Rap de niche d’une sous-culture d’analphabètes, le Klub des Loosers a marqué de son empreinte l’histoire du rap en France, se démarquant -plus que volontairement- de la meute avec des textes d’un cynisme inouï, aux antipodes des valeurs prônées par l’ensemble des rappeurs. "Vive la vie", le premier album, voit le jour en 2004, et vient bousculer le rap game avec une cruauté à rendre incontinent un illuminé de l’Etat Islamique. Cet album, c’est le sale gamin qui agite ses parties génitales devant le professeur alors qu’il est déjà au coin.

Dix ans plus tard, le Klub des Loosers, composé de Fuzati et son public, réinvestit la scène pour une tournée anniversaire de l’album , le tout saupoudré d’une sélection de morceaux issus des disques qui lui ont succédé. En Belgique, le passage est assuré à Bruxelles (première date dans la capitale en vingt ans de carrière!) au Botanique.
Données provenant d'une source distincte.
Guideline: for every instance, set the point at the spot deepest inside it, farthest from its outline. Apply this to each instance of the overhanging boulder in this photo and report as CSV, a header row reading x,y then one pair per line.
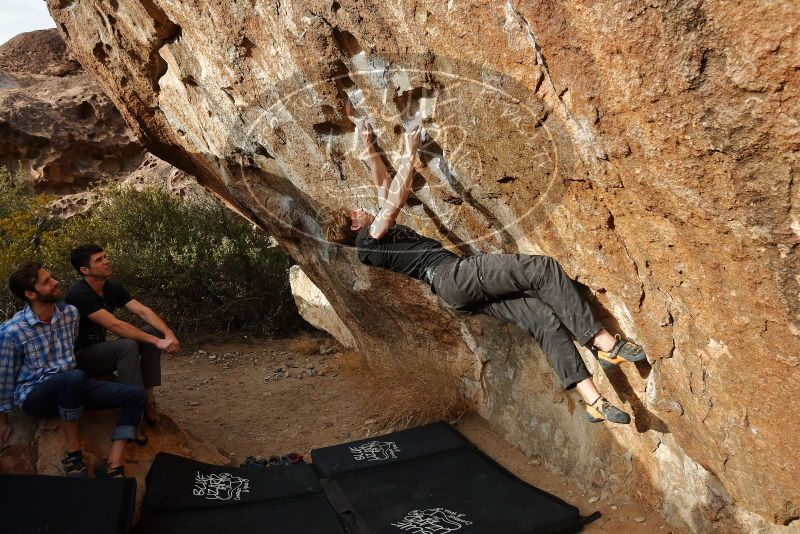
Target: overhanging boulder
x,y
652,151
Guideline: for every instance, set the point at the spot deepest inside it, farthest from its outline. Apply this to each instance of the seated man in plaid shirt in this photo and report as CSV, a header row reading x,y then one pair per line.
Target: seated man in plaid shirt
x,y
38,372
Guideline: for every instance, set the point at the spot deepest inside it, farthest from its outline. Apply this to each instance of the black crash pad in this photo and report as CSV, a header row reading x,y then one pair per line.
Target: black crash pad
x,y
185,496
453,490
59,505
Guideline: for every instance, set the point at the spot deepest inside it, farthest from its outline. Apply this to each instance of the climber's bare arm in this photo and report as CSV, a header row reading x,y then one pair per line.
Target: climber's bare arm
x,y
380,175
399,188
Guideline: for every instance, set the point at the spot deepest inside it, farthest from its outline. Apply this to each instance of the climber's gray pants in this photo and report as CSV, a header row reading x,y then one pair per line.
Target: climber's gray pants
x,y
532,292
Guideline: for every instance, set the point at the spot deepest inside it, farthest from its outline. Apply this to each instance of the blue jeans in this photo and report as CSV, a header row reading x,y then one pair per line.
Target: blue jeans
x,y
67,393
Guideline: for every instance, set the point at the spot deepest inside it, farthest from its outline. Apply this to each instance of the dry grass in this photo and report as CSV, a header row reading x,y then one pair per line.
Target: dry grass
x,y
305,344
410,391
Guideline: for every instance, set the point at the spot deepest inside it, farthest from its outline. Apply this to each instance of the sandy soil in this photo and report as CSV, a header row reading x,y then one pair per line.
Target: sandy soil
x,y
269,397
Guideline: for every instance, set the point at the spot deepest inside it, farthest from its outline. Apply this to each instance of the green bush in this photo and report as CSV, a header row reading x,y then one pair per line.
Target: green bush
x,y
197,264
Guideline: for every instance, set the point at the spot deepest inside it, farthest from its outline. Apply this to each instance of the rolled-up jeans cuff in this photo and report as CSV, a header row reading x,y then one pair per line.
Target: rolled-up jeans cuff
x,y
572,381
70,414
587,336
123,432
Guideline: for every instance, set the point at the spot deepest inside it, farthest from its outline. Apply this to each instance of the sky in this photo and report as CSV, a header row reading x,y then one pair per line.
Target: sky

C’est Romeo Elvis qui est servi en entrée aux carnassiers venus assister au concert du Klub. Dans le petit monde du rap belge, cet élancé MC parvient progressivement à se faire un nom et une réputation, aidé par une voix grave, imposante et un charisme qui l’est tout autant. Si sa plume, séduisante mais encore jeune, gagnerait à être affutée, le ket de Linkebeek peut compter sur sa prestance scénique et son sens de l’humour pour séduire son public. D’une certaine manière, on retrouve dans ce garçon les mêmes qualités et défauts qu’un James Deano, du temps où le fils du commissaire faisait encore de la musique appréciable. Samedi soir, Romeo délivre une première partie tout à fait honnête, maitrisant son sujet et dominant ses sujets, arrivant au compte-goutte pour le concert-anniversaire du roi Fuzati (dont Romeo est lui-même un grand fan, comme le clament ses textes).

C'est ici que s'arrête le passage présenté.